Witting made it clear that Finnish Government is fully aware of possibility of renewed Soviet aggression which depends largely upon development of the general war and on whether Russians are preoccupied at other points on their long frontiers. Circumstances may preclude new concentration of Russian power against Finland alone and Minister intimated belief that there would be no attack up to the end of next summer.

Considering fact that in past 900 years Finland and Soviet Union had been at war for a total of 92 years, Finnish opinion was always prepared for new aggression from that quarter. Finnish resistance would be able to deal with it in view of deficient Russian transportation systems provided Russian resources were not concentrated exclusively on Finland.

Answering my query as to situation so far as Sweden is concerned, the Minister said Swedish Army was now largely concentrated in the north. Opinion there had developed rapidly in recent months so that on the whole Swedes now realized that area of their relative unconcern was ended. He would venture no prediction as to Swedish attitude in event of new Russian attacks on Finland except to point to presence of bulk of Swedish military strength in north and to state that Russians considered Finnish territory in that neighborhood merely a corridor for access to mineral wealth of northern Sweden.

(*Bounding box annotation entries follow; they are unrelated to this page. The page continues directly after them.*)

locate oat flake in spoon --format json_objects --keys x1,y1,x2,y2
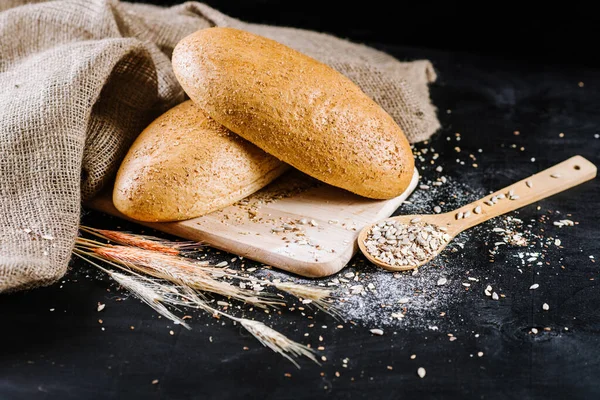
[{"x1": 358, "y1": 156, "x2": 596, "y2": 271}]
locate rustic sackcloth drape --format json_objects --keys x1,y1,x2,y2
[{"x1": 0, "y1": 0, "x2": 439, "y2": 292}]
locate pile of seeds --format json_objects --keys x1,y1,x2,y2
[{"x1": 364, "y1": 218, "x2": 451, "y2": 266}]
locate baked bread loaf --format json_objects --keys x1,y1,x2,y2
[
  {"x1": 172, "y1": 28, "x2": 414, "y2": 199},
  {"x1": 113, "y1": 101, "x2": 288, "y2": 222}
]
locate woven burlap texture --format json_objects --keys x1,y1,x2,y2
[{"x1": 0, "y1": 0, "x2": 439, "y2": 292}]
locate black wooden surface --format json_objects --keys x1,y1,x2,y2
[{"x1": 0, "y1": 1, "x2": 600, "y2": 399}]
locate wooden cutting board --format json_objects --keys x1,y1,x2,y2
[{"x1": 87, "y1": 170, "x2": 419, "y2": 277}]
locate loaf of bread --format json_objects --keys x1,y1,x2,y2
[
  {"x1": 113, "y1": 101, "x2": 288, "y2": 222},
  {"x1": 173, "y1": 28, "x2": 414, "y2": 199}
]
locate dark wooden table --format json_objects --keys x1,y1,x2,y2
[{"x1": 0, "y1": 3, "x2": 600, "y2": 399}]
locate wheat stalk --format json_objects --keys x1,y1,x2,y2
[
  {"x1": 79, "y1": 226, "x2": 202, "y2": 256},
  {"x1": 74, "y1": 253, "x2": 191, "y2": 329},
  {"x1": 74, "y1": 250, "x2": 320, "y2": 368},
  {"x1": 75, "y1": 242, "x2": 285, "y2": 307}
]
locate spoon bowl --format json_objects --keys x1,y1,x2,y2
[
  {"x1": 358, "y1": 212, "x2": 462, "y2": 271},
  {"x1": 358, "y1": 156, "x2": 596, "y2": 271}
]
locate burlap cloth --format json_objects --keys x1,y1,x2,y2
[{"x1": 0, "y1": 0, "x2": 439, "y2": 292}]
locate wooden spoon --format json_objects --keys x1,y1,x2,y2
[{"x1": 358, "y1": 156, "x2": 596, "y2": 271}]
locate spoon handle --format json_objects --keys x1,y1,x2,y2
[{"x1": 449, "y1": 156, "x2": 596, "y2": 233}]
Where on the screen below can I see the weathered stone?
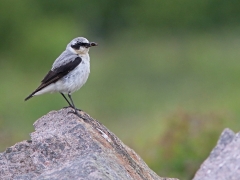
[0,108,176,180]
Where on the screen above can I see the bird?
[25,37,97,117]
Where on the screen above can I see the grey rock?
[0,108,178,180]
[193,129,240,180]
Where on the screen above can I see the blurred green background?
[0,0,240,179]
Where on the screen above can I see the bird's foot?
[63,105,82,111]
[68,110,86,121]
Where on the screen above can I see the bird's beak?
[89,42,97,47]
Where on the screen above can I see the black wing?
[25,57,82,101]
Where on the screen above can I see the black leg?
[68,93,84,119]
[60,93,72,108]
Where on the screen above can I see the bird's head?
[66,37,97,54]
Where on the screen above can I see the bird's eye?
[71,42,91,49]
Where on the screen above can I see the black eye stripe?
[71,42,91,49]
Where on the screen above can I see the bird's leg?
[60,93,74,108]
[68,93,84,119]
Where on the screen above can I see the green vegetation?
[0,0,240,179]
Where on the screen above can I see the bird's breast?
[59,61,90,93]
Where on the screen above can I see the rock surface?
[0,108,176,180]
[193,129,240,180]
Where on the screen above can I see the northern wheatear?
[25,37,97,115]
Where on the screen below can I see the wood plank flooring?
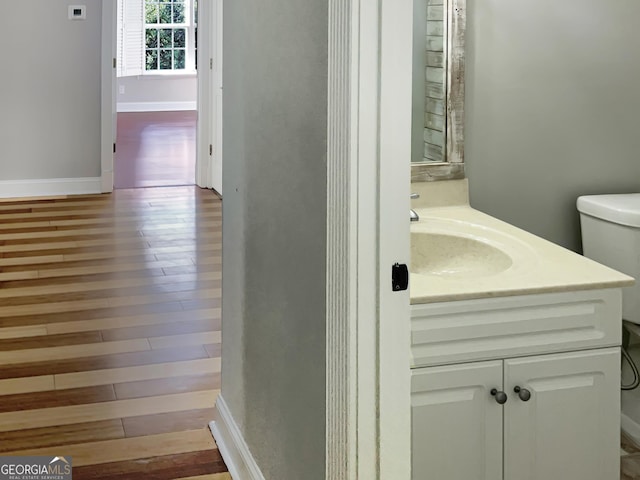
[114,110,198,188]
[0,186,231,480]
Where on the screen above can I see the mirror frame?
[411,0,467,182]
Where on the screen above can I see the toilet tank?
[577,193,640,324]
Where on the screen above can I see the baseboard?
[620,413,640,444]
[0,177,102,198]
[209,395,264,480]
[117,101,198,112]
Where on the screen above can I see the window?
[117,0,198,77]
[144,0,197,72]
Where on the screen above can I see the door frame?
[100,0,216,193]
[326,0,413,480]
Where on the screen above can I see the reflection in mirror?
[411,0,465,181]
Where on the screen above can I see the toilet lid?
[577,193,640,227]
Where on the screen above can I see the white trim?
[195,0,215,188]
[209,395,264,480]
[325,0,358,480]
[378,0,413,480]
[0,177,102,198]
[118,101,198,112]
[100,2,117,193]
[351,1,380,479]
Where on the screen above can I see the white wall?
[116,74,198,112]
[0,0,101,190]
[465,0,640,250]
[222,0,328,480]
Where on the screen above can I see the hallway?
[114,110,198,188]
[0,186,230,480]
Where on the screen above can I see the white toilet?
[577,193,640,444]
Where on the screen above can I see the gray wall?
[222,0,327,480]
[0,0,102,180]
[465,0,640,250]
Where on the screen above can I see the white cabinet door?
[411,360,504,480]
[504,348,620,480]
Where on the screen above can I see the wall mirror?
[411,0,466,182]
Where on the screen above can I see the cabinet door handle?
[491,388,507,405]
[513,385,531,402]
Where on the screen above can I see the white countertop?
[410,180,634,304]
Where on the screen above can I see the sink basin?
[410,232,513,277]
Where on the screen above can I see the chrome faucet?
[409,193,420,222]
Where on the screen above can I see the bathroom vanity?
[410,180,633,480]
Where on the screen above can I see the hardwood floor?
[0,186,231,480]
[114,111,198,188]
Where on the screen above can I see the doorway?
[102,0,222,193]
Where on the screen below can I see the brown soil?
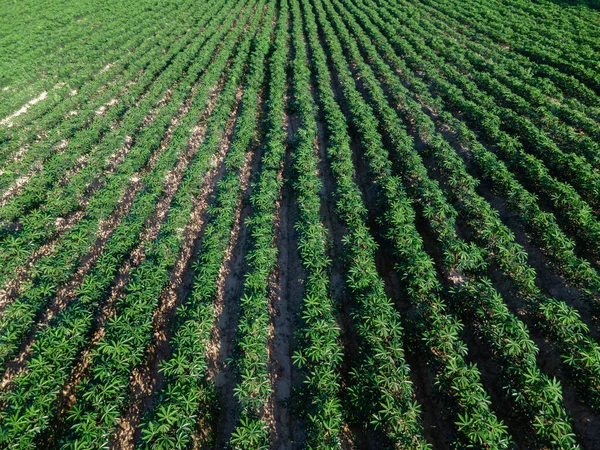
[0,70,221,390]
[111,82,242,449]
[269,107,304,449]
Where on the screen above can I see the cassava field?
[0,0,600,450]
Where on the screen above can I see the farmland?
[0,0,600,450]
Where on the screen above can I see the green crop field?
[0,0,600,450]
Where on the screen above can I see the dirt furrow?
[211,125,262,448]
[0,78,217,390]
[111,88,242,449]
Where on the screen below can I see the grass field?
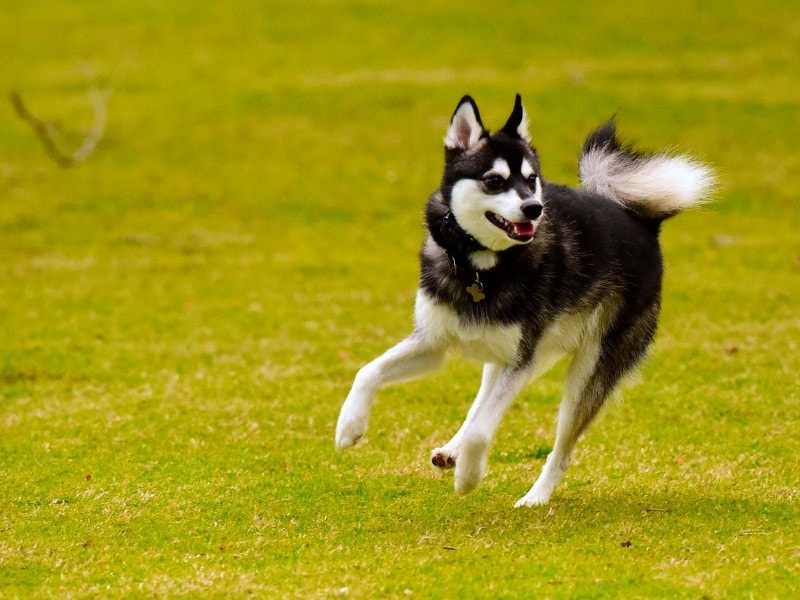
[0,0,800,598]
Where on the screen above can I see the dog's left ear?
[500,94,531,144]
[444,96,486,150]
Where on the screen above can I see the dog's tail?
[579,121,716,221]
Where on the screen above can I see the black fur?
[420,112,662,398]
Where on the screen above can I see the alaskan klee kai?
[336,95,714,506]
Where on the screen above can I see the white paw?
[514,490,550,508]
[431,446,458,469]
[336,402,369,452]
[455,441,489,496]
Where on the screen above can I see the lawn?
[0,0,800,598]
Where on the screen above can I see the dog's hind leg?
[516,300,658,507]
[336,333,446,450]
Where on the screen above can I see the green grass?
[0,0,800,598]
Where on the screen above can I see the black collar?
[439,211,488,258]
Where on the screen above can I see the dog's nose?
[520,200,542,221]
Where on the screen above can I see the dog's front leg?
[432,365,530,495]
[336,332,446,450]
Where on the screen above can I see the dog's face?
[441,95,543,252]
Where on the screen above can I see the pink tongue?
[514,221,533,236]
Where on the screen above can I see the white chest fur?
[414,291,522,365]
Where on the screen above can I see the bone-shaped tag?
[467,281,486,302]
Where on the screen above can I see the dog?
[336,94,715,507]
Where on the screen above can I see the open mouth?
[486,212,534,242]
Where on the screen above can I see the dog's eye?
[483,175,506,192]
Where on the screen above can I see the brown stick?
[9,89,108,168]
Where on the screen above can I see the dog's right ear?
[444,96,486,150]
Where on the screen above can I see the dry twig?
[9,89,108,167]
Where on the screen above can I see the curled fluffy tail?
[579,121,716,220]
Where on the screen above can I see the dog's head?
[441,94,543,252]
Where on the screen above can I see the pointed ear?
[444,96,486,150]
[501,94,531,144]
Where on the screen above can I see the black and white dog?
[336,95,714,506]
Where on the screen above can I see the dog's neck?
[439,211,489,257]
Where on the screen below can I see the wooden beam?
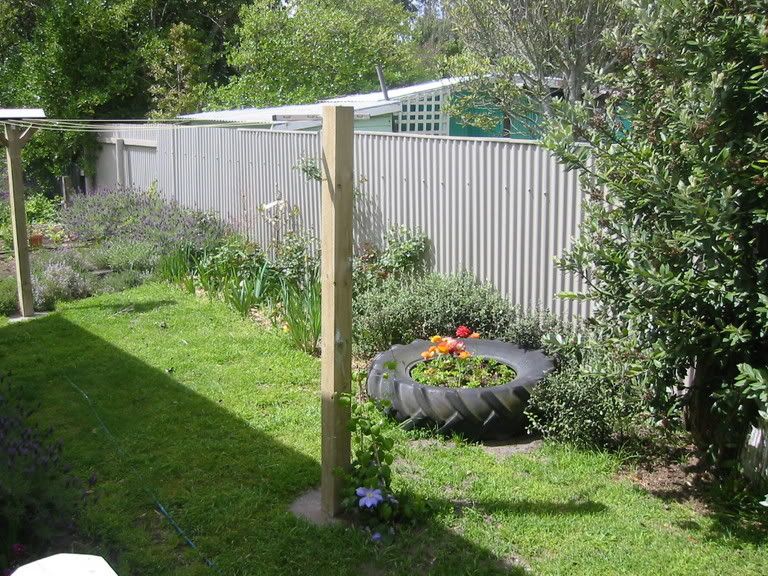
[19,126,37,146]
[5,124,35,318]
[115,138,125,187]
[320,106,354,517]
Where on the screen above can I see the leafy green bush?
[281,272,322,354]
[272,232,320,282]
[32,250,95,310]
[0,276,19,316]
[86,240,160,272]
[352,226,429,295]
[0,192,59,250]
[24,193,60,224]
[547,0,768,466]
[525,335,652,448]
[340,372,427,542]
[0,375,83,567]
[61,188,225,254]
[224,261,281,317]
[94,268,149,293]
[353,274,516,356]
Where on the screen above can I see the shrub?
[0,375,82,567]
[547,0,768,467]
[352,226,429,295]
[94,269,149,293]
[0,276,19,316]
[24,193,59,224]
[282,272,322,354]
[273,232,320,282]
[32,259,93,310]
[224,261,281,317]
[353,274,515,356]
[85,240,160,272]
[61,188,225,253]
[525,336,666,448]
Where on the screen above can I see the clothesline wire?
[0,118,264,133]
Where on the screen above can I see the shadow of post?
[0,312,525,576]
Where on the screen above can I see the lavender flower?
[355,486,384,508]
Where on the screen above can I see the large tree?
[0,0,245,179]
[448,0,627,130]
[217,0,428,106]
[547,0,768,463]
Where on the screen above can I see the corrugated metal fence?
[96,126,588,316]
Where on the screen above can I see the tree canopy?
[216,0,424,106]
[547,0,768,464]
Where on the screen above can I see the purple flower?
[355,486,384,508]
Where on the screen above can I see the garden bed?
[0,284,768,576]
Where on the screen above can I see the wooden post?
[115,138,125,187]
[320,106,354,517]
[2,124,35,318]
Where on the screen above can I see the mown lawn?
[0,285,768,576]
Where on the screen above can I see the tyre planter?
[367,338,554,440]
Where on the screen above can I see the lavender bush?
[0,375,84,569]
[32,259,93,310]
[61,188,226,254]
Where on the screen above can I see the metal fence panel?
[97,126,589,317]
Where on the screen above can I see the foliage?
[193,238,264,298]
[411,355,516,388]
[352,226,429,294]
[24,193,59,224]
[216,0,426,107]
[340,373,426,542]
[86,240,159,272]
[32,258,93,310]
[448,0,627,133]
[0,0,246,183]
[353,274,516,356]
[547,0,768,465]
[0,191,59,250]
[0,375,82,567]
[281,272,322,354]
[0,276,19,316]
[224,260,281,317]
[61,188,225,253]
[273,231,320,282]
[144,22,213,118]
[93,268,150,294]
[525,334,648,448]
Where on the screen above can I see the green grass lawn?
[0,285,768,576]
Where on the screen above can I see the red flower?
[456,325,472,338]
[11,543,27,558]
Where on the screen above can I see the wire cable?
[64,376,223,574]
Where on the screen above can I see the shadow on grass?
[68,300,177,315]
[444,499,608,516]
[0,316,528,576]
[624,444,768,545]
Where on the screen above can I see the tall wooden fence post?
[320,106,354,517]
[115,138,125,188]
[3,124,35,318]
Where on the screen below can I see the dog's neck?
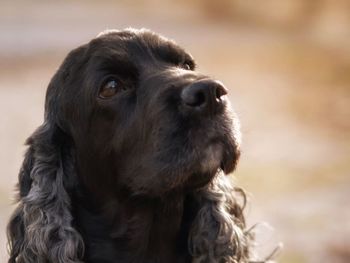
[75,187,193,263]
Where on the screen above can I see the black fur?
[8,29,250,263]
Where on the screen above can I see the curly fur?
[8,30,252,263]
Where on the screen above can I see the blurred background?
[0,0,350,263]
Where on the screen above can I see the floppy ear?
[188,174,253,263]
[7,122,83,263]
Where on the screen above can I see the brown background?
[0,0,350,263]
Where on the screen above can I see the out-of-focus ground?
[0,0,350,263]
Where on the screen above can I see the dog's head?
[46,30,239,196]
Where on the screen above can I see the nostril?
[186,91,205,107]
[181,86,206,107]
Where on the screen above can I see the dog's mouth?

The view here is evidently that present situation continues to depend upon arbitrary decisions of Soviet Government following its [Page 11] estimate of its own interests at any given moment. Foreign Minister pointed out that Finnish policy is based upon avoiding provocation while firmly maintaining essential rights and preparing to defend them, adding that if a policy of supine accommodation had been followed after last March, present position of Finland would be the same as that of Baltic States. He reiterated hope of early peace among present belligerents and seemed disappointed by Under Secretary Welles’ recent speech deprecating negotiated peace.29

  1. The reference is to a speech by Under Secretary of State Sumner Welles in New York City on January 30, 1941; for text, see Department of State Bulletin, February 1, 1941, pp. 123, 125.